Sorti en 2003 sous le titre du Cabinet Chinois, ce premier jet, au style graphique déjà très personnel, frappe les esprits des bdphiles. Bien décidée à vivre de sa passion, Nancy Peña donne des cours à temps partiel pour pouvoir se constituer un réseau de travail dans l’illustration. Elle est ainsi l’une des premières à lancer un blog de bandes dessinées, ce qui lui ouvre les portes de l’édition jeunesse. Elle n’hésite pas à diversifier ses supports d’expression : des timbres pour la Poste aux couvertures de roman...
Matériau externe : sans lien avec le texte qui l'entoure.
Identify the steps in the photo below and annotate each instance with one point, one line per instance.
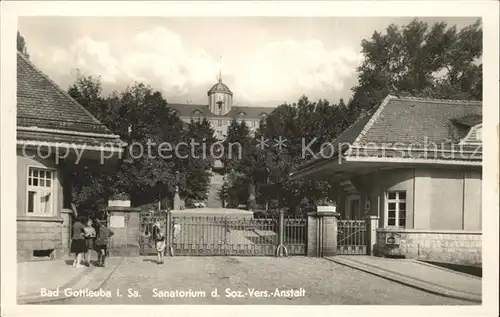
(213, 200)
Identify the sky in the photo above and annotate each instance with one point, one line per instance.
(265, 61)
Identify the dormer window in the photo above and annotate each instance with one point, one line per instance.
(475, 135)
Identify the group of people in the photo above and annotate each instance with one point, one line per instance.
(159, 237)
(89, 234)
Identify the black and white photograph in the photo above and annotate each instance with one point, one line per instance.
(250, 159)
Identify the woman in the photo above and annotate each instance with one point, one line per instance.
(78, 246)
(159, 239)
(90, 235)
(101, 242)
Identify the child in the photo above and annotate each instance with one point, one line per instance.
(101, 243)
(159, 239)
(90, 235)
(177, 229)
(78, 246)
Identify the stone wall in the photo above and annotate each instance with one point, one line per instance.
(448, 246)
(40, 235)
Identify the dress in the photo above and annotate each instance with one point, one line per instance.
(78, 241)
(89, 237)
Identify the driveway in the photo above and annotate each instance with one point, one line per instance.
(253, 280)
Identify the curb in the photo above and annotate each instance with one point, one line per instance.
(73, 283)
(408, 281)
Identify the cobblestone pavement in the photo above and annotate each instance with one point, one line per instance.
(323, 283)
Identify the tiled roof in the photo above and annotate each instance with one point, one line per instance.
(42, 103)
(188, 110)
(399, 122)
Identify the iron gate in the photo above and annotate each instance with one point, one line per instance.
(215, 235)
(351, 237)
(146, 222)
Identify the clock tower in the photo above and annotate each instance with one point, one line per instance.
(220, 98)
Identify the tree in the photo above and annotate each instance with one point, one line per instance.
(21, 45)
(420, 60)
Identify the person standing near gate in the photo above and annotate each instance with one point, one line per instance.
(160, 243)
(101, 243)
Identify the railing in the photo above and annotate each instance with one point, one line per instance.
(76, 126)
(351, 237)
(225, 236)
(213, 235)
(295, 235)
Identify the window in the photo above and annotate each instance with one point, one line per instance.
(479, 134)
(396, 209)
(40, 194)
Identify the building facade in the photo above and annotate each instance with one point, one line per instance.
(53, 132)
(220, 111)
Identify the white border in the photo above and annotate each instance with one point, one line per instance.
(488, 10)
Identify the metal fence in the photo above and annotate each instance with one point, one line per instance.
(215, 235)
(351, 237)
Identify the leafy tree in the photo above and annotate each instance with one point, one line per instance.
(21, 45)
(420, 60)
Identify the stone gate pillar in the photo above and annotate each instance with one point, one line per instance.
(371, 233)
(124, 222)
(322, 233)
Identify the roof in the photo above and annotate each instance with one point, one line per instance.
(220, 87)
(188, 110)
(42, 104)
(408, 122)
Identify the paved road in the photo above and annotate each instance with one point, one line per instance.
(315, 281)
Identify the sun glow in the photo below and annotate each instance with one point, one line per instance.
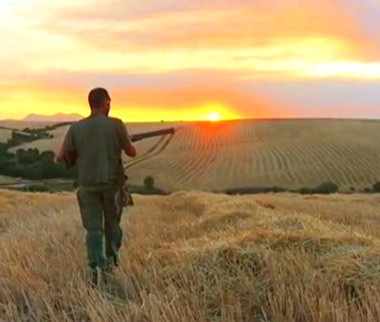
(213, 117)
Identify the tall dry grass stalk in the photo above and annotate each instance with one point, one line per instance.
(196, 257)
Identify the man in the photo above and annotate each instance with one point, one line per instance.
(95, 144)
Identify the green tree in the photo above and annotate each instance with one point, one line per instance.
(376, 187)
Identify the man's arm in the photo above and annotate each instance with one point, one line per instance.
(126, 144)
(67, 153)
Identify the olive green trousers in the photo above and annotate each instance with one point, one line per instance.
(101, 213)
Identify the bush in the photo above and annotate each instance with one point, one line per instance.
(376, 187)
(149, 182)
(326, 188)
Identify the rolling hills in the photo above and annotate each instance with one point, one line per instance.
(230, 154)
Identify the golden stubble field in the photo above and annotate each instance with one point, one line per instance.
(286, 153)
(194, 256)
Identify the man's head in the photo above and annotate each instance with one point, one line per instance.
(99, 100)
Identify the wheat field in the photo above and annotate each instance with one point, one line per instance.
(232, 154)
(196, 256)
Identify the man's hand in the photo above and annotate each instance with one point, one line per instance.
(130, 150)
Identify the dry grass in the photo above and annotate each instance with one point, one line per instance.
(288, 153)
(196, 257)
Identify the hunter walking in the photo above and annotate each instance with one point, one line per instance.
(95, 144)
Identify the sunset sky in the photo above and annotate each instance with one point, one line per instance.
(183, 60)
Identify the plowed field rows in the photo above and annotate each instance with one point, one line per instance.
(288, 153)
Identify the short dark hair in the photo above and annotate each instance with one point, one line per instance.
(97, 96)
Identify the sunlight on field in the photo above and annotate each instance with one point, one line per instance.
(196, 257)
(230, 154)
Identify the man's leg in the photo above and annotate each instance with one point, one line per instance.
(113, 232)
(90, 204)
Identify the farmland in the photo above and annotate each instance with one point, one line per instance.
(286, 153)
(196, 256)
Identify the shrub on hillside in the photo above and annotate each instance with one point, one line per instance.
(149, 182)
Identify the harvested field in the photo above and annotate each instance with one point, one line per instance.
(286, 153)
(194, 256)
En 2008, elle arrête l’enseignement : elle est enfin en mesure de vivre de son art. Cela fait alors quatre ans qu’elle est arrivée à Besançon au gré d’une mutation, une ville qu’elle affectionne pour « la prédominance de la nature et la facilité de se faire un réseau social ». En 2019, son illustration du roman jeunesse Les Guerriers de glace d’Estelle Faye aux éditions Nathan reçoit le prix Imaginales au festival du livre d’Epinal. Après avoir travaillé sur Les Nouvelles aventures du chat botté ou Le bestiaire de l’Olympe chez Milan Jeunesse… elle cosigne à partir de 2013, la série en quatre tomes Médée.
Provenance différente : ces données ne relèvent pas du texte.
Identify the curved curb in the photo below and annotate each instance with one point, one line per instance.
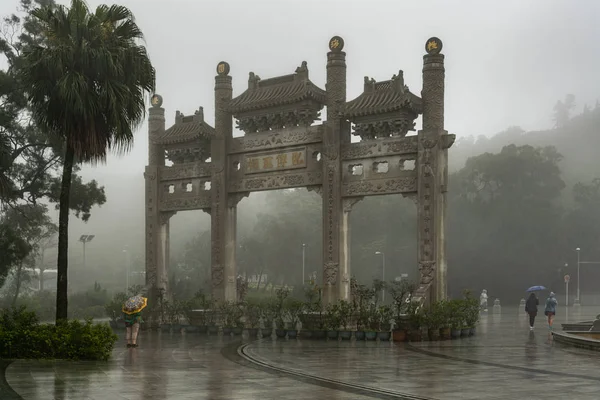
(330, 383)
(498, 365)
(6, 392)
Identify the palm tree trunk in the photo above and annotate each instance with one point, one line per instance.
(63, 237)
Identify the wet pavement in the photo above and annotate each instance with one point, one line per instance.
(503, 361)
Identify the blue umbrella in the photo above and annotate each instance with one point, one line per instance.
(536, 288)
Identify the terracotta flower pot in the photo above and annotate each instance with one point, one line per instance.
(445, 334)
(399, 335)
(433, 334)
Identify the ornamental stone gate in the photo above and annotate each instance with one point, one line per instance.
(282, 148)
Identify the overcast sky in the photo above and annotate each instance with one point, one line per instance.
(507, 62)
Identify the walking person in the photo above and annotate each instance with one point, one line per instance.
(132, 328)
(133, 318)
(531, 309)
(550, 310)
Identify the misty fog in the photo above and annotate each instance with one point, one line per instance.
(505, 71)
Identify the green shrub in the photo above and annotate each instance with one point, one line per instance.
(22, 336)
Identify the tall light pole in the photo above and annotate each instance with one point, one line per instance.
(566, 286)
(382, 254)
(577, 300)
(303, 261)
(127, 268)
(85, 239)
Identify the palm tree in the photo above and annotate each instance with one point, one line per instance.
(86, 84)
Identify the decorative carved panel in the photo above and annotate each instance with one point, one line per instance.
(186, 203)
(276, 161)
(277, 139)
(276, 181)
(380, 186)
(381, 147)
(185, 171)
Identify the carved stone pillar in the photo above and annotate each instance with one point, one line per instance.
(334, 249)
(154, 242)
(223, 214)
(432, 170)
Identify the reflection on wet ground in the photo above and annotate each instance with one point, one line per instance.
(503, 361)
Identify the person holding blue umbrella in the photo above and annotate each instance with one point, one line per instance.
(550, 310)
(531, 309)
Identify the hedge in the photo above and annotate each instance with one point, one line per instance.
(22, 336)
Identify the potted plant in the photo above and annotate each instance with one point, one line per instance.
(253, 314)
(362, 297)
(401, 292)
(173, 315)
(294, 308)
(415, 321)
(444, 316)
(345, 312)
(471, 312)
(373, 322)
(237, 318)
(431, 319)
(226, 318)
(281, 312)
(212, 318)
(386, 314)
(457, 318)
(268, 313)
(332, 321)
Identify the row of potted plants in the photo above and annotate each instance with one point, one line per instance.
(362, 316)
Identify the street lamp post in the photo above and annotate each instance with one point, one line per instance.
(566, 286)
(577, 300)
(85, 239)
(303, 261)
(127, 269)
(382, 254)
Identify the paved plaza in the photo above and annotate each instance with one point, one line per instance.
(504, 361)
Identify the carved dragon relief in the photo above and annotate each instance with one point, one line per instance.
(427, 272)
(283, 138)
(217, 273)
(234, 198)
(279, 181)
(382, 147)
(318, 189)
(186, 203)
(186, 171)
(380, 186)
(349, 202)
(164, 217)
(330, 269)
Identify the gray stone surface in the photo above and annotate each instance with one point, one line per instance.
(504, 361)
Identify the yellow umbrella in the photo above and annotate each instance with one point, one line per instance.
(135, 304)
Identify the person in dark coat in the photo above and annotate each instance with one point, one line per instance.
(531, 309)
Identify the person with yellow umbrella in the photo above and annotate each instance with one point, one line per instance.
(133, 317)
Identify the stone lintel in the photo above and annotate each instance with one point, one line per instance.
(380, 147)
(180, 203)
(185, 171)
(277, 139)
(274, 181)
(370, 187)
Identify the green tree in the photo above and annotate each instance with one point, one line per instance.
(504, 220)
(86, 83)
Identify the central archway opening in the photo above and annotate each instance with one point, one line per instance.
(384, 240)
(280, 239)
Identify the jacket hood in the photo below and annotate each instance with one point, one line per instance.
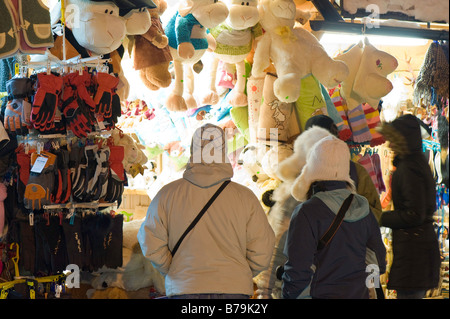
(405, 135)
(359, 208)
(209, 163)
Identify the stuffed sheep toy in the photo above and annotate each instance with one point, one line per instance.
(188, 42)
(234, 40)
(295, 52)
(366, 83)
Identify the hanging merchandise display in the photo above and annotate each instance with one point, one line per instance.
(100, 99)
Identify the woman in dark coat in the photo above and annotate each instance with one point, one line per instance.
(416, 264)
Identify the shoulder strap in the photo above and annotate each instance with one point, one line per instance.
(329, 234)
(202, 212)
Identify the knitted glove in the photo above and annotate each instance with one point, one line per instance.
(40, 185)
(23, 160)
(63, 185)
(106, 84)
(74, 106)
(91, 177)
(75, 242)
(19, 90)
(116, 178)
(46, 101)
(3, 194)
(101, 172)
(78, 159)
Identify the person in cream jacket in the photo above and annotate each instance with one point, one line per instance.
(231, 243)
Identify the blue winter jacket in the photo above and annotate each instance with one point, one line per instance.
(338, 270)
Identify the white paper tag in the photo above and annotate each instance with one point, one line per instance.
(39, 164)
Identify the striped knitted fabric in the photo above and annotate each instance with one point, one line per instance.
(366, 162)
(344, 129)
(376, 163)
(373, 120)
(358, 125)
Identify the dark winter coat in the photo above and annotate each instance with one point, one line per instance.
(416, 263)
(337, 271)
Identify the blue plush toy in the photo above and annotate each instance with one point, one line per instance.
(188, 41)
Reconnaissance et livres en boucle
Parue chez Casterman, ce roman graphique propose une relecture profonde du personnage mythologique, sous la plume de Blandine Le Callet, maître de conférences à l’Université Paris-Est–Créteil, où elle enseigne le latin et la culture de l’Antiquité. Cette biographie racontée à la première personne par la fille du roi Éétès rencontre un succès critique : elle est notamment citée comme l’une des 100 B.D. du siècle au festival international de la bande dessinée d’Angoulême. La série est rassemblée sous forme d’intégrale en 2021. Un an avant, Nancy signe son « projet le plus personnel » : Le Chat du kimono. Ce qui deviendra une série fait de l’oeil à son enfance et aux amours paternelles. Dans un noir et blanc dont Will Eisner n’aurait pas à rougir, la dessinatrice recrée une Angleterre plus victorienne que nature, empreinte d’Art Nouveau et d’influences japonisantes.
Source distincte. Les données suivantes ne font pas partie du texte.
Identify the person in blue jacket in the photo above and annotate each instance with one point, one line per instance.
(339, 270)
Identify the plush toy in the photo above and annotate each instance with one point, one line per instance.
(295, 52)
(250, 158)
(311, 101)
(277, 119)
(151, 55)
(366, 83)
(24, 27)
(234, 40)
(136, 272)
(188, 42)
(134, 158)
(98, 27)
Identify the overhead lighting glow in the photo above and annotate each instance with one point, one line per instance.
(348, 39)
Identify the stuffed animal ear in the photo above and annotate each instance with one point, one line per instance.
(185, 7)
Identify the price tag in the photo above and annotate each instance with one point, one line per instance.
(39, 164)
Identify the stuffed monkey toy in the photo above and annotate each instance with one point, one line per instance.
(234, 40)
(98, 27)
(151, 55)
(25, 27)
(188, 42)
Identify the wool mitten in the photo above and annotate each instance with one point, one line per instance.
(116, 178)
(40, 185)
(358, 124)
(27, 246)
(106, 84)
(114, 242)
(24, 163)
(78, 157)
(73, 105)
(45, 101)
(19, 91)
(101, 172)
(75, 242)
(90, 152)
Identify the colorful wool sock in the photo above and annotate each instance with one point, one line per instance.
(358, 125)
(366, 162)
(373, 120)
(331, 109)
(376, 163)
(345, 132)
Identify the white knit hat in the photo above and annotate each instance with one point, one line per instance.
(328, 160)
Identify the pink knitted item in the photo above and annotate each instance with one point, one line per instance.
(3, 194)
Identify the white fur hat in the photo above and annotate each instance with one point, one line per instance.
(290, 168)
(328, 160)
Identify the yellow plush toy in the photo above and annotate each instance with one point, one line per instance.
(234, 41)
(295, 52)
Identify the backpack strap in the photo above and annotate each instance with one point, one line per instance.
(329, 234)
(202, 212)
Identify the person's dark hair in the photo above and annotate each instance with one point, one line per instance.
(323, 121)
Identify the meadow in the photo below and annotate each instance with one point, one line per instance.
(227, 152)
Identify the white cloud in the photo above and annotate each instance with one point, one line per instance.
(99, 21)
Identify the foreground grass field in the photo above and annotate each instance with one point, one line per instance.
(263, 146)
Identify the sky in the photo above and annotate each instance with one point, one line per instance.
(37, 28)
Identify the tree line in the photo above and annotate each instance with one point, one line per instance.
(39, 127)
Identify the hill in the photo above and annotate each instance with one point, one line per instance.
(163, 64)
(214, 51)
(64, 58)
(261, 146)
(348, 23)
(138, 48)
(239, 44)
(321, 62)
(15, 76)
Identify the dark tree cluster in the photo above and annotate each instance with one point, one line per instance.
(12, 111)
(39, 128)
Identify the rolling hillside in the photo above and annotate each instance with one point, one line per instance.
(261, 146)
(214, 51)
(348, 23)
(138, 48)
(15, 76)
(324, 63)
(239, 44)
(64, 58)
Son trait fin donne vie à d’espiègles chats noirs et devient écarlate quand le paranormal surgit dans le récit. Tout autant que l’intrigue, ce qui captive le lecteur, c’est bien l’ambiance si particulière et ce graphisme qui n’appartient qu’à elle… Une signature qui sera également reconnue et choisie en 2021 par Grand Besançon Métropole lors d’un appel à projet visant à illustrer les différents supports de communication de son festival littéraire Livres dans la Boucle. On y retrouve une jeune fille aux traits fins et un chat, éternel animal de l’écrivain, avec en arrière-plan la Boucle en référence au lieu et au titre de la manifestation. Le travail de l’artiste, engagée pour cinq ans avec la collectivité, est depuis devenu un marqueur fort de ce rendez-vous bisontin de la littérature. Une artiste qui se projette déjà en 2025 avec un nouveau travail graphique et biographique sur l’enfance de sa grand-mère en Espagne en pleine guerre civile.